If ever there was a golf course whose rise was captured by the drones (and social media) and whose popularity (and cult-like following) was cemented by it, it is Sweetens Cove, a course built on a featureless flood-plain where its architects were forced to create its contours from scratch, by bulldozer, backhoe, and dump-truck. 

If Sand Hills instigated the minimalist movement and Pinehurst #2 the restoration movement, then Sweetens undoubtedly instigated the “pragmatic maximalist” movement, to use Will Bardwell’s term, a group into which Streamsong Black, Landmand, Gamble Sands, Mammoth Dunes can be easily included, among others. Its tenants and general aesthetics have also seeped into the more recent work of Tom Doak, Coore and Crenshaw, and Gil Hanse, in which they’ve largely eschewed most traces of the minimalist ethos with which they began their careers. 

In his book The Supermarket of the Visible: Toward a General Economy of Images, Peter Szendy claims that the “sensible supermarket of our sensations, in short, would be a market of senses or sensorial perceptions erected on top of the market tout court. And would be determined, conditioned by it, as Marx indicates when he writes that “the mode of production of material life conditions the general social, political and intellectual life process.” Simply put, images are money, and money drives images.

Right now, drone footage is in vogue, and it is what golfers are overwhelmed with every time that they log onto instagram, or onto Golf Digest’s website, or even on TV. 

The market economy of golf architecture, fueled by the desire for drone footage, is thus for work that is tailor-made to look good from 150 feet in the air – for sharp overshaping, rather than subtle, lay of the land earth-work whose intricacies and charms are far more fully revealed at ground level.

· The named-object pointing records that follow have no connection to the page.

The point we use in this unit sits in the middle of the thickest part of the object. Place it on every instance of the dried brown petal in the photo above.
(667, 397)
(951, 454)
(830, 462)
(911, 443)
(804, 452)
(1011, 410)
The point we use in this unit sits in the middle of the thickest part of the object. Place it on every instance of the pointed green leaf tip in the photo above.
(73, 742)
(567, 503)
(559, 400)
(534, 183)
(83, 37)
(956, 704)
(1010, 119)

If the 1980s were punctuated by golf courses built to sell houses, then now it is for golf built to attract likes. 

The layering and intricacies of Grand Mere that are only apparent once you step onto the golf course

In particular, my complain about these blatant “pragmatic maximalist” golf courses is that, in the majority of cases, they are essentially devoid of strategy, despite all of the shaping and width: that their width is merely there for width’s sake, as Andrew claimed, and that the contouring doesn’t serve a strategic purpose, either because it’s peripheral or because it’s so aggressively overwrought that no golfer, not even the very best PGA Tour Players, can use it.

In effect, that the sins of the 1980s and 1990s (their peripheral over-shaping and manicuring) have just been squeezed slightly closer, but no more importantly or functionally, to the lines of play.